Started watching The Biggest Loser that started on tv again last night.  God it makes me sick the way they show the contestants and their eating.  I never ate that way and I don't know any overweight person who does.  We aren't all pigs stuffing our faces into troughs! 

Also what shits me, this season is focusing on the contestants being too big to find love.  Making out no one big can  find anyone to love them.  Its complete bullshit.  I found love with one of the most amazing men and I was huge.  I was even bigger throughout out relationship, now he gets me at my best.  But to say overweight people can't find love its a croc of shit.  That just means people are taking your looks over your personality, and if that's the case, then those people aren't worth having a relationship with anyway!

Saturday, January 7, 2012

Happy New Year! Can you believe it's 2012!

NEW YEARS 2011 



 NEW YEARS 2012


NEW YEARS 2012

I wanted to start with photos as the saying, a picture speaks a thousand words is so true.  I mean look at me!  I'm a completely different person!

What an amazing year 2011 was.  I honestly didn't want it to end.  I had the best year of my life.  Not only with my weight but life in General.  A fabulous family, great friends, so much support from everyone.  I also had a great year winning prizes.  I love to enter competitions, its my hobby.  I did very well in 2011.  I won almost $7000 in prizes!  I really hope it continues in 2012.

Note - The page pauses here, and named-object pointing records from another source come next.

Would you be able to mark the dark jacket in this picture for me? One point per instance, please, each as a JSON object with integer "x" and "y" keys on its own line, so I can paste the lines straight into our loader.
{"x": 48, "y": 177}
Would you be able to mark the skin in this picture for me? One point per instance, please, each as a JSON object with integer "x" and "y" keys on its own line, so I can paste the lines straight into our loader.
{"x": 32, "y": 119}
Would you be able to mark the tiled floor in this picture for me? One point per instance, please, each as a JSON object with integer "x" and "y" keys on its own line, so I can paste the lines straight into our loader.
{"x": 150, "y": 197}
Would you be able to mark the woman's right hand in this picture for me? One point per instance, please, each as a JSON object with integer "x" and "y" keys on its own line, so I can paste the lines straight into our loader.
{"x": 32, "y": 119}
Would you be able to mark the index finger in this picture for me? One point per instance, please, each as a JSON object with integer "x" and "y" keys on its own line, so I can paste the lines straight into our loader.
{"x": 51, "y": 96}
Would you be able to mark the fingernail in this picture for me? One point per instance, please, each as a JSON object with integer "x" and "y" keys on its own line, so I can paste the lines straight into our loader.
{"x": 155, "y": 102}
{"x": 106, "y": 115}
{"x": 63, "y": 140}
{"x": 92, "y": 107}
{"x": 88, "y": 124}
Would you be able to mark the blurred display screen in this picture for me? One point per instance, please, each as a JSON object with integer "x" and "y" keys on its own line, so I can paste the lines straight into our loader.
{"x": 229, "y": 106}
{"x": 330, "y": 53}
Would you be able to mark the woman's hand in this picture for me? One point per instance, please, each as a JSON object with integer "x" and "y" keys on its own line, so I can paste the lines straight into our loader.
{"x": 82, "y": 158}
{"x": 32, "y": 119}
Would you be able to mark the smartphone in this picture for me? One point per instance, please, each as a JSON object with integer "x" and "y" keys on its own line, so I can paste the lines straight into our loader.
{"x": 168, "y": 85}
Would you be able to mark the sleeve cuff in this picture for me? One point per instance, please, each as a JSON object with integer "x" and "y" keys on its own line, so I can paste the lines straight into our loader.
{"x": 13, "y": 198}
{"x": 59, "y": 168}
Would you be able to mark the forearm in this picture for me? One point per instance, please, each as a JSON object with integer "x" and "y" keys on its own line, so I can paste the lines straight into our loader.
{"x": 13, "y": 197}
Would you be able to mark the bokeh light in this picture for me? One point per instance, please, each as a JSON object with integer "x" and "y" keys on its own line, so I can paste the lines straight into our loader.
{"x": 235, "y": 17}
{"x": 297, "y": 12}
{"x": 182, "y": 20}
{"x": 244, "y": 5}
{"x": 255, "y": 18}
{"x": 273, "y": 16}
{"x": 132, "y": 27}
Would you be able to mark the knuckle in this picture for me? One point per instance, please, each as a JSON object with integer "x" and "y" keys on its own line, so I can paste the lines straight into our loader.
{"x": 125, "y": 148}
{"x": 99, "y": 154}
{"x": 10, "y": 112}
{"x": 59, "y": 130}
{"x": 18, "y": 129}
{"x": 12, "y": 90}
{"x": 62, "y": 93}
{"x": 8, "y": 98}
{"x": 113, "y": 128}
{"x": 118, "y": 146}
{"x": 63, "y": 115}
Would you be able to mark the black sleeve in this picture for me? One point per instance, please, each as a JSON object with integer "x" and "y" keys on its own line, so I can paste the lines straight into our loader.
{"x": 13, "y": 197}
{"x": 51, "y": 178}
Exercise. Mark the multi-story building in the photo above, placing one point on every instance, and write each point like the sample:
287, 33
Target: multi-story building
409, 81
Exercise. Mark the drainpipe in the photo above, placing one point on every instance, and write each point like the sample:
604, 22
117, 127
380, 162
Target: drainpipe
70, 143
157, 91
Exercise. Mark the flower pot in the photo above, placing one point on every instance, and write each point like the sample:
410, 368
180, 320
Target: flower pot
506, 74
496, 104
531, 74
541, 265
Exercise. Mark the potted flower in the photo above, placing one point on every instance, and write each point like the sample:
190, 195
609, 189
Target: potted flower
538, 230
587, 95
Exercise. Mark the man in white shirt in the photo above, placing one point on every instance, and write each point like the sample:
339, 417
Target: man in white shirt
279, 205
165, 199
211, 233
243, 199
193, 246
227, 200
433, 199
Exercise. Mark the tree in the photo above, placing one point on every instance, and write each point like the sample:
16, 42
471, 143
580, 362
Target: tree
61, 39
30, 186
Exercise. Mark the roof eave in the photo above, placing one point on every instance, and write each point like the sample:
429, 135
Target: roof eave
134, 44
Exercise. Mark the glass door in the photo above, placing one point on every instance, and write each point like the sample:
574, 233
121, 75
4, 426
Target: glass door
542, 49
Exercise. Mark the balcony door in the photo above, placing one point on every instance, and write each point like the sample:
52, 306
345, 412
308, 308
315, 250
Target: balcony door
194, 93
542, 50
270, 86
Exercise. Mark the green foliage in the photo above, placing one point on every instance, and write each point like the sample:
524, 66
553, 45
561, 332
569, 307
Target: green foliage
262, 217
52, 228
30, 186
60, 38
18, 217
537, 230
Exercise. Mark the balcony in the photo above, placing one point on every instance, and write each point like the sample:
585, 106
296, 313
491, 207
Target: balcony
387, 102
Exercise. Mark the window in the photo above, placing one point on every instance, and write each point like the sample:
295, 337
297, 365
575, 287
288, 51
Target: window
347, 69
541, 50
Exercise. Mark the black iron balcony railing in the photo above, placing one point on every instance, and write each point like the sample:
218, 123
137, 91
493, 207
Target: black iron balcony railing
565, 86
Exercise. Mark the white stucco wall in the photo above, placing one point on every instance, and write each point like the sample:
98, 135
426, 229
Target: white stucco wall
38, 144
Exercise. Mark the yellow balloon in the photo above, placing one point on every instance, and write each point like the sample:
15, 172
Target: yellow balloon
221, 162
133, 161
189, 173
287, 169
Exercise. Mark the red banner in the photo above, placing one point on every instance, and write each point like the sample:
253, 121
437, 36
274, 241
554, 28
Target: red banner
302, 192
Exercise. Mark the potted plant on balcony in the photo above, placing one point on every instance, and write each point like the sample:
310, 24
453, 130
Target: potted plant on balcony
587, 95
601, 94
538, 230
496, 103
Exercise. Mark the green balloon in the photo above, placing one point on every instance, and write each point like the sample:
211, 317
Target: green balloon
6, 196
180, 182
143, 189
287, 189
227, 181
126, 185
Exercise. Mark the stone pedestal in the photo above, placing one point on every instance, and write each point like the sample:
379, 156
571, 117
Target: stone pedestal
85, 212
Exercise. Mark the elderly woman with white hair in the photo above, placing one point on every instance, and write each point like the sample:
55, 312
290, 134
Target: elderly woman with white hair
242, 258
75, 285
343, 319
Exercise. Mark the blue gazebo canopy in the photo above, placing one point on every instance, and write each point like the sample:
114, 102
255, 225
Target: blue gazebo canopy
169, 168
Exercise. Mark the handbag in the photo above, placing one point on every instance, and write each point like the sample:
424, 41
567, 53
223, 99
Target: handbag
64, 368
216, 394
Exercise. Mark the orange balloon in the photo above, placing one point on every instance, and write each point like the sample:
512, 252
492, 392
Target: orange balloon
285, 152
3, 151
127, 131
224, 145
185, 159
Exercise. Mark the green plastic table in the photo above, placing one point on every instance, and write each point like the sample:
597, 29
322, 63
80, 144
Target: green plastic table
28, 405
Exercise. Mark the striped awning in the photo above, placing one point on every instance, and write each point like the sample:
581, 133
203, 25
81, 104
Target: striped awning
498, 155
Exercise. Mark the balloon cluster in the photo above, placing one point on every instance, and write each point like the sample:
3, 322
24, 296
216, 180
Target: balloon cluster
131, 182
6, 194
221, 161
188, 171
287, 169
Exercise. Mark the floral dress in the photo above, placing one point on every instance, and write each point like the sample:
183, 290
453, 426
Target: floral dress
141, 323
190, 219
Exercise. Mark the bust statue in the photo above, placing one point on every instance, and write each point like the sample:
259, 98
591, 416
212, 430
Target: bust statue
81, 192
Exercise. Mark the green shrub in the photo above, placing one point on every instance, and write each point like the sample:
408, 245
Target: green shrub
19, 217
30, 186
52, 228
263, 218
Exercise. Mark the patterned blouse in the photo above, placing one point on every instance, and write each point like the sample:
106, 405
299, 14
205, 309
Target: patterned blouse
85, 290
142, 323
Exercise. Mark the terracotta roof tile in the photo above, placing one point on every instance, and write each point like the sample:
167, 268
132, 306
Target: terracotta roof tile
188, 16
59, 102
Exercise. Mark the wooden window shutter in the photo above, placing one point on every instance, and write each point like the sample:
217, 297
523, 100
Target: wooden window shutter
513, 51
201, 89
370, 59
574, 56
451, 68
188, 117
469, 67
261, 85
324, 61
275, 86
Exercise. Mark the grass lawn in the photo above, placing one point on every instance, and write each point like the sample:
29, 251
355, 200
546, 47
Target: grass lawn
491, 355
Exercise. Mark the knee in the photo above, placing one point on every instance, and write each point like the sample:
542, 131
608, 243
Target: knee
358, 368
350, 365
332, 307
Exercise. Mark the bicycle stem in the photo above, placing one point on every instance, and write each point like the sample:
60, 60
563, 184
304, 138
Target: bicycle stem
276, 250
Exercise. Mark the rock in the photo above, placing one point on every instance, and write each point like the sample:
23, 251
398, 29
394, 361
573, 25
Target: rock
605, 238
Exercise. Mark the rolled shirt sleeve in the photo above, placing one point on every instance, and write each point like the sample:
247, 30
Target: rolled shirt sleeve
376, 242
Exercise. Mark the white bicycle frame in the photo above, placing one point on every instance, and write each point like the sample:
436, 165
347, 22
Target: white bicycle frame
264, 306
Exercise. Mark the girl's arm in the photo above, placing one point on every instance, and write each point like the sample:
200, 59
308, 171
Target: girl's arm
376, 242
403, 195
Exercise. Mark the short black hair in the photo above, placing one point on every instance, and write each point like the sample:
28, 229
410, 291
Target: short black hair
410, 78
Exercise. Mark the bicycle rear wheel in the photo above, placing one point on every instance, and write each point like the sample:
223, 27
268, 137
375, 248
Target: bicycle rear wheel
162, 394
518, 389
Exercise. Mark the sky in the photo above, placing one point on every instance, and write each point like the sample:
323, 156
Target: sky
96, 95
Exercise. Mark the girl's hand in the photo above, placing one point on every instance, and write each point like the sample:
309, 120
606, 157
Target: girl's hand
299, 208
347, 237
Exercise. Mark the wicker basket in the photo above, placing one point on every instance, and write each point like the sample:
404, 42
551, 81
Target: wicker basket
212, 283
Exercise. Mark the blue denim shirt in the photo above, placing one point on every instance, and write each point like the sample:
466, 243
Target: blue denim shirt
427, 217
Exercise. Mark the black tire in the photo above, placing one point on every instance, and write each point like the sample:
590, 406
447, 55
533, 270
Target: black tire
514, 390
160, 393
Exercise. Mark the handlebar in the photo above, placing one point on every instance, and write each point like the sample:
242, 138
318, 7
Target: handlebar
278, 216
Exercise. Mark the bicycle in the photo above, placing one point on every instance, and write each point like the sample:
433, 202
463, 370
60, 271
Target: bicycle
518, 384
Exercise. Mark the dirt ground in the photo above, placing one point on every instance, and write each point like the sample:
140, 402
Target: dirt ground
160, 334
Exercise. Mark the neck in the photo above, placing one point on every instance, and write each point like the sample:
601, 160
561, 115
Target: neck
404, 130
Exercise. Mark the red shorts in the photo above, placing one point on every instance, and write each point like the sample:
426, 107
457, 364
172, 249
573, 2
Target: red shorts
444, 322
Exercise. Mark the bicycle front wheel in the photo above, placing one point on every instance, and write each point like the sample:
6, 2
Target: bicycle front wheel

Gosh, what a year it was.  I learnt so much about myself, so much about my confidence, my true value.  I learnt so much about relationships.  I learnt people can be very jealous.  Yes of me!  I have learnt some people can never be happy for you no matter what is going on.


Back to my weight loss. 

I have noticed I can eat a little more lately.  I notice my meals are getting bigger.  Not as big as they used to be of course but now where maybe I could eat half a sandwich, I can now finish the whole sandwich.  This scares me a little.  I don't want to ever get back to where I was so I have been really watching the decisions I make with my eating.  Yes I can only eat small meals but I need to make sure those meals are valuable.  I need to make sure i get the most out of each of those meals.

Starting New Years day, I decided to cut out the 1 can of coke a day habit.  LOL.  Hey this is good compared to what it was, I used to drink Litres a day!  But even the one can can't be good for me so I have made the conscious decision to lay off.  Today 7 days in, I caved, I had about 100ml of coke, shared a can with my husband.  Mind you, I saved it til after my dinner so couldn't even finish that 100ml.  SO not entirely sinful lol.

I bought a new top the other day.  I found one I liked but it only had a size 14 or a size 10.  As I have been in 14 for a while, I knew I had to go smaller.  As there was no 12 I just thought I would try the 10.  HOLY FREAKIN BAT SHIT!  it fit!  I just can't believe it.  Size 10.  Me, formallly size 26 now in a size 10!  Wow!  Friends of mine who I look at as skinny minnies are telling me that is smaller than what they wear.  That can't be right, I am not smaller than them!

My mum posted a photo of me yesterday in my swimmers.  I said it wasn't me, it looks nothing like me (the image I remember as a size 26). 
THIS CAN NOT BE ME!

Anyway, welcome to the New Year!  I hope 2012 has the best install for you all.  Thank you for your support in 2011.  It has been absolutely amazing for me.